TOPEKA (CAPITOL BUREAU) – Although finding a way to pay for K-12 education will dominate the upcoming legislative session, there are other issues lawmakers in the House are looking to tackle.
“It’s hard to ignore school finance, that will be the dominant issue, but there are other unmet needs and things that we need to do as a state that will require funds as well,” said House Majority Leader Don Hineman, R-Dighton.
Hineman explained those needs include funding state highways and KAPERS.
“Our contributions into KAPERS retirement system, we have amped up the level of contribution in recent years, but it’s still not adequate and that’s an issue we still have to deal with,” he said.

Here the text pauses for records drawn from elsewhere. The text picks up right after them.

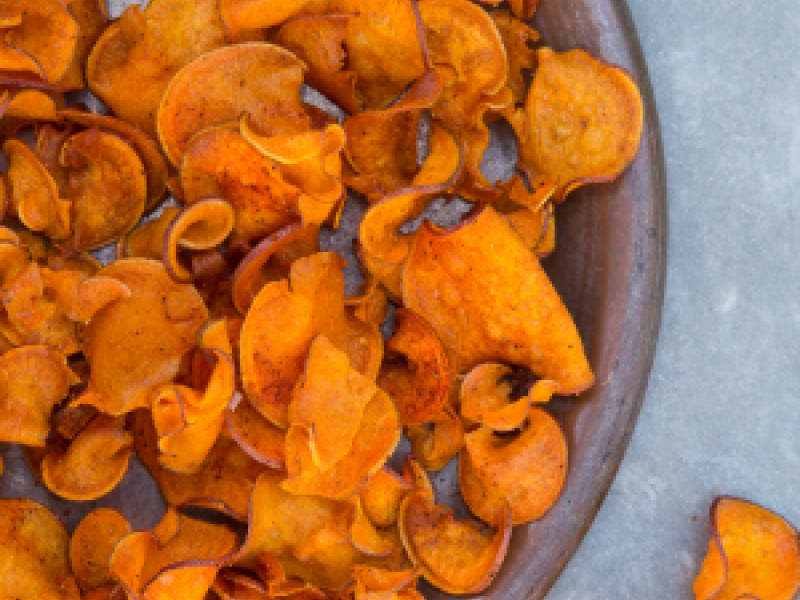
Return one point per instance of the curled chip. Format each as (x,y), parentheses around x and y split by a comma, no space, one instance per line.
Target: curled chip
(46,31)
(381,145)
(753,553)
(224,482)
(136,344)
(514,314)
(93,464)
(34,555)
(416,371)
(458,557)
(436,444)
(107,186)
(381,249)
(91,546)
(33,379)
(259,79)
(582,122)
(219,162)
(34,195)
(381,496)
(179,558)
(526,471)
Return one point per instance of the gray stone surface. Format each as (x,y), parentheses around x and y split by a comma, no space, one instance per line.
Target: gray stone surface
(721,414)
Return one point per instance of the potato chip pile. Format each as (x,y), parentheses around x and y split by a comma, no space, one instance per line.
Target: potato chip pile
(220,346)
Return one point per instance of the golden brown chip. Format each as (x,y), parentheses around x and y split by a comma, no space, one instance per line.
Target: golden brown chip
(33,379)
(515,315)
(136,344)
(754,553)
(266,80)
(582,122)
(34,555)
(527,470)
(458,557)
(91,545)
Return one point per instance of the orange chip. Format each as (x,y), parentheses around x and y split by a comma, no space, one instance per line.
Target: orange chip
(47,31)
(382,251)
(381,496)
(91,545)
(33,379)
(593,140)
(416,371)
(527,471)
(435,445)
(514,315)
(266,80)
(34,195)
(146,147)
(754,553)
(458,557)
(34,555)
(318,41)
(136,344)
(107,186)
(382,144)
(219,162)
(224,483)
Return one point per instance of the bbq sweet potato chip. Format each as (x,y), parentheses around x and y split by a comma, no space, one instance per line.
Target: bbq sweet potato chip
(416,371)
(91,546)
(753,553)
(33,379)
(259,79)
(582,122)
(107,186)
(516,315)
(526,471)
(136,344)
(458,557)
(34,555)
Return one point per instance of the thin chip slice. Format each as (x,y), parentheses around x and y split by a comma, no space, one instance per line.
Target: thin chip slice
(754,553)
(458,557)
(582,122)
(91,546)
(527,470)
(514,314)
(266,80)
(34,555)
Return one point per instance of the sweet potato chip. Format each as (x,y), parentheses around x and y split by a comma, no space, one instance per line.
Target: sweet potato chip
(224,483)
(47,31)
(219,162)
(516,316)
(582,122)
(91,546)
(202,225)
(33,379)
(458,557)
(34,555)
(107,186)
(146,147)
(381,250)
(381,496)
(318,40)
(753,553)
(136,344)
(436,444)
(527,470)
(34,195)
(375,440)
(415,372)
(266,80)
(382,144)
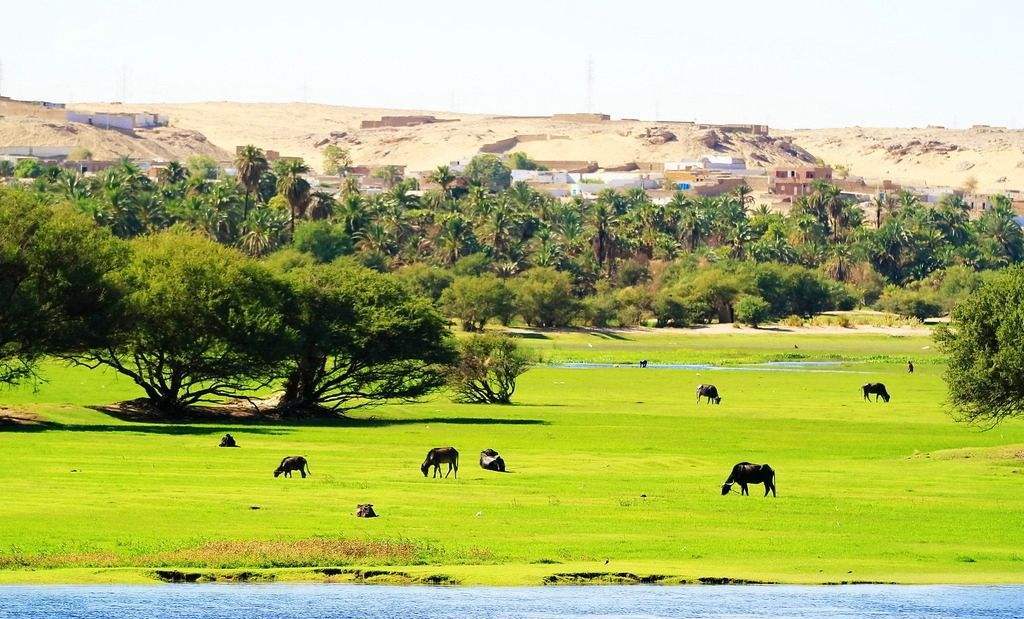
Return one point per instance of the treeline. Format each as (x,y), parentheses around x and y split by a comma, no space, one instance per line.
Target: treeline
(189,320)
(625,257)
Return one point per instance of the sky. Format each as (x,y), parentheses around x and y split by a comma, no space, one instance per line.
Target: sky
(790,64)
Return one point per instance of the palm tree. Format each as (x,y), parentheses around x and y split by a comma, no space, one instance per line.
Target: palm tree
(322,205)
(294,188)
(250,163)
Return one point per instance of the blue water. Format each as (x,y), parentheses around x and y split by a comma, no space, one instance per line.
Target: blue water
(313,602)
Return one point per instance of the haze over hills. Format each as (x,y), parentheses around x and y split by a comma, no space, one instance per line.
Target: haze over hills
(993,157)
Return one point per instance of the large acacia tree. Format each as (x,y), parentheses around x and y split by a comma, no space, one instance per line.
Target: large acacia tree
(985,352)
(198,321)
(55,288)
(360,337)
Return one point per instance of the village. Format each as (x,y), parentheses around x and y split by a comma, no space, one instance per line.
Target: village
(714,172)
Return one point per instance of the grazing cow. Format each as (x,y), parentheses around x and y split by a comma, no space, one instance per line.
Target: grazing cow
(877,388)
(489,460)
(744,473)
(293,463)
(710,391)
(438,456)
(365,510)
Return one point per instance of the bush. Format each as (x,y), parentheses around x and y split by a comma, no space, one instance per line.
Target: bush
(985,352)
(425,280)
(323,240)
(633,305)
(752,310)
(476,299)
(544,297)
(600,310)
(487,369)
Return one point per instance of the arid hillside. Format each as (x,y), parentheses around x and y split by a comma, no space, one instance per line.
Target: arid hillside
(302,129)
(23,125)
(991,156)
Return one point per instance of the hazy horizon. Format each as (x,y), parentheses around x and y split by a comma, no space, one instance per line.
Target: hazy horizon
(791,65)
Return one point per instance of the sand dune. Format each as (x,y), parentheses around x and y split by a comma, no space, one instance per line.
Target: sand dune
(935,156)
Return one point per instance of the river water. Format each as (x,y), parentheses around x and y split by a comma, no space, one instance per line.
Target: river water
(314,602)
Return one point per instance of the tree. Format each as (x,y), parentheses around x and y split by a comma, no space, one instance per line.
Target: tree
(56,292)
(28,168)
(544,297)
(489,172)
(197,321)
(487,369)
(476,299)
(985,353)
(323,240)
(336,160)
(752,310)
(293,187)
(360,339)
(251,164)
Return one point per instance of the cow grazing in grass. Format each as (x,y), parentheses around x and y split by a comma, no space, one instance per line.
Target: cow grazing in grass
(438,456)
(744,473)
(710,391)
(877,388)
(293,463)
(489,460)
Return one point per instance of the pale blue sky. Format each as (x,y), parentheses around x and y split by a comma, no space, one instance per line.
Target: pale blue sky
(791,64)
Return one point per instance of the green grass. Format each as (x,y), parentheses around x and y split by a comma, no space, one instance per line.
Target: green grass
(612,464)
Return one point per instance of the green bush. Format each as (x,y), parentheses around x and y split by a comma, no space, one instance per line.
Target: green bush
(752,310)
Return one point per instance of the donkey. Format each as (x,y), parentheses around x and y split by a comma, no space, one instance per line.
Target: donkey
(744,473)
(293,463)
(438,456)
(877,388)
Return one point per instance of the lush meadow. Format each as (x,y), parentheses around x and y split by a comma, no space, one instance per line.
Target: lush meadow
(613,472)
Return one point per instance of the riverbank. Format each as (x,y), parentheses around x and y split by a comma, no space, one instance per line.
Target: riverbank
(612,464)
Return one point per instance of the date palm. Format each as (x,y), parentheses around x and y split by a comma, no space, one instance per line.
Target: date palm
(294,188)
(250,163)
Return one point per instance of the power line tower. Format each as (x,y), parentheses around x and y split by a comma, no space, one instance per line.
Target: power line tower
(590,83)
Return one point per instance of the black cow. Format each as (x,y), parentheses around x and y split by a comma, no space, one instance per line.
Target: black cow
(744,473)
(877,388)
(291,463)
(438,456)
(489,460)
(710,391)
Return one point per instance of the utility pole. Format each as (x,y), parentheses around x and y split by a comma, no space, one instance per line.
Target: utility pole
(590,83)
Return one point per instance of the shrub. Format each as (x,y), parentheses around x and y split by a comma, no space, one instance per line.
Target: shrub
(487,369)
(476,299)
(908,303)
(323,240)
(752,310)
(544,297)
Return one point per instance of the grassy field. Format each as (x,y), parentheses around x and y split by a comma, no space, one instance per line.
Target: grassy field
(614,477)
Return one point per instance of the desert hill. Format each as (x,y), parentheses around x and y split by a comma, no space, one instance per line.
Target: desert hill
(991,156)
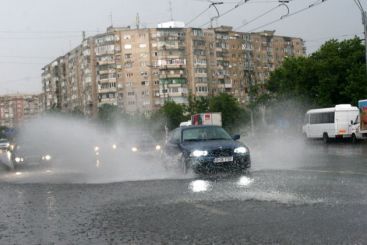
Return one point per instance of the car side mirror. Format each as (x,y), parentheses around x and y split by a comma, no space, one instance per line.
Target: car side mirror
(236,137)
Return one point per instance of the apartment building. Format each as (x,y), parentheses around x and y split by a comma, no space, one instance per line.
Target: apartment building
(139,69)
(15,109)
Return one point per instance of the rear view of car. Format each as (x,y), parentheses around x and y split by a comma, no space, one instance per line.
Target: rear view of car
(208,149)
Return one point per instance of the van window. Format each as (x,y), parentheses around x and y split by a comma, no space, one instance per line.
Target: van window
(175,137)
(319,118)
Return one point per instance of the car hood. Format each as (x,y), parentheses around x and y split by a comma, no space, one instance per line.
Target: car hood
(210,145)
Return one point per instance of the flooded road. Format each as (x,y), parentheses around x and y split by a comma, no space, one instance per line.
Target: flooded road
(296,193)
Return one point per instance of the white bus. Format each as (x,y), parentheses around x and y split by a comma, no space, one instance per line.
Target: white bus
(334,122)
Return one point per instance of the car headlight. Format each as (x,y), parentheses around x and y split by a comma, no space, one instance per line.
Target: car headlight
(199,153)
(241,150)
(47,157)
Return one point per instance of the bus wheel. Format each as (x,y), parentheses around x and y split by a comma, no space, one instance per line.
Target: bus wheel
(354,139)
(325,138)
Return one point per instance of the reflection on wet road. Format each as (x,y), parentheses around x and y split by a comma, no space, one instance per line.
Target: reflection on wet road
(295,194)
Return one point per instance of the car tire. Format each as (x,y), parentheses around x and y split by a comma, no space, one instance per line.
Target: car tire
(325,138)
(354,139)
(183,164)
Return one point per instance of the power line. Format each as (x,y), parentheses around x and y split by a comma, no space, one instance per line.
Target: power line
(359,5)
(21,79)
(21,63)
(238,4)
(25,57)
(331,37)
(193,19)
(37,38)
(316,3)
(45,31)
(258,17)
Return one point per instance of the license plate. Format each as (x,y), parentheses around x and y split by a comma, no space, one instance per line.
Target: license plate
(223,159)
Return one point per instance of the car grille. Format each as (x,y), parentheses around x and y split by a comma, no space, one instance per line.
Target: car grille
(221,152)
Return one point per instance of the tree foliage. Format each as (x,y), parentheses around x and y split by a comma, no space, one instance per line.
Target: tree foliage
(108,114)
(334,74)
(173,114)
(233,115)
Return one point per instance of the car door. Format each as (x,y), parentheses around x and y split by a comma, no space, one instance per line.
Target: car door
(172,148)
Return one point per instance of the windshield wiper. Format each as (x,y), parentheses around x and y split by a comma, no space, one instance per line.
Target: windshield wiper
(193,140)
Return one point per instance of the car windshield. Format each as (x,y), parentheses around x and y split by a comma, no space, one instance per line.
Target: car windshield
(205,133)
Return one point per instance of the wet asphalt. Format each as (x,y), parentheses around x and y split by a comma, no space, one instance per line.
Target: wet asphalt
(295,193)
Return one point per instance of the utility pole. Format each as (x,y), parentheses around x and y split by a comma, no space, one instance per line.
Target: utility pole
(364,22)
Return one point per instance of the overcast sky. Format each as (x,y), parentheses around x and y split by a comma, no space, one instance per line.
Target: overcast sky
(34,32)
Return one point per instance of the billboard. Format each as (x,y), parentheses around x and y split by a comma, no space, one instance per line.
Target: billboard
(362,105)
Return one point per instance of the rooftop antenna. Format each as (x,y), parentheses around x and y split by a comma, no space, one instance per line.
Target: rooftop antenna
(111,22)
(213,4)
(137,21)
(170,9)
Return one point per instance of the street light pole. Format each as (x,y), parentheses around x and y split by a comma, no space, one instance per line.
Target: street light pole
(364,22)
(364,19)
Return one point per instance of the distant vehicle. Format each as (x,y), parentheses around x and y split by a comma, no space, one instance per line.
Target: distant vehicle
(331,123)
(361,121)
(207,148)
(4,144)
(208,118)
(5,154)
(28,155)
(144,144)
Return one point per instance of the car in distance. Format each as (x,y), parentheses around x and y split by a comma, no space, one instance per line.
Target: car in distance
(28,155)
(207,149)
(4,144)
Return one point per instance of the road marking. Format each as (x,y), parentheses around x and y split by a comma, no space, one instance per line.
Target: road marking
(318,171)
(210,209)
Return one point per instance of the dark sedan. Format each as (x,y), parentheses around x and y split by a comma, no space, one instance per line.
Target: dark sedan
(207,149)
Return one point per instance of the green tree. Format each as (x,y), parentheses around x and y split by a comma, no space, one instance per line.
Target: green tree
(2,130)
(172,113)
(197,105)
(332,75)
(233,115)
(108,114)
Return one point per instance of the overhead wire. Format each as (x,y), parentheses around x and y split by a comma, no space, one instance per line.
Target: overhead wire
(359,5)
(258,17)
(239,3)
(316,3)
(196,17)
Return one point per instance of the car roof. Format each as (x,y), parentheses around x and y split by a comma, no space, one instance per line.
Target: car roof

Right now there are ten pre-filed bills in the House. One of those bills is being put forward by Topeka Democrat, Representative Vic Miller, and would ban the possession of bump stocks for semi-automatic weapons.
“To my thinking there is no redeeming purpose for a bump stock other than allows mad men to kill more people and kill them faster,” said Miller.
Representative Miller says this legislation comes after 58 people were killed in a mass shooting during a Las Vegas music festival last year.
“This is what I believe to be a common sense approach, I would reject any amendments that serve to otherwise control weapons that people have,” added Miller.
Miller’s bill isn’t the only one targeting gun safety this session, another bill would make it a crime to leave a loaded gun in a public place. Hineman said both are bills the house will look at through the committee process.
“These issues are worthy of conversation and study,” said Hineman.
Another issue lawmakers are looking to tackle: what to do with money from the federal tax cuts?
“With the tax cut in Washington our utilities are going to get a huge windfall and how do we distribute that? I’d like to see us put that in consumers’ pockets instead of shareholders’ pockets,” said House Minority Leader, Jim Ward, D-Wichita.
Some lawmakers say there could be some bills from last session lawmakers could take another look at, like the bill on amusement park safety.
“We’re going to have to go back and look at that again and clean it up if necessary, safety first,” said State Rep. Ron Highland, R-Wamego.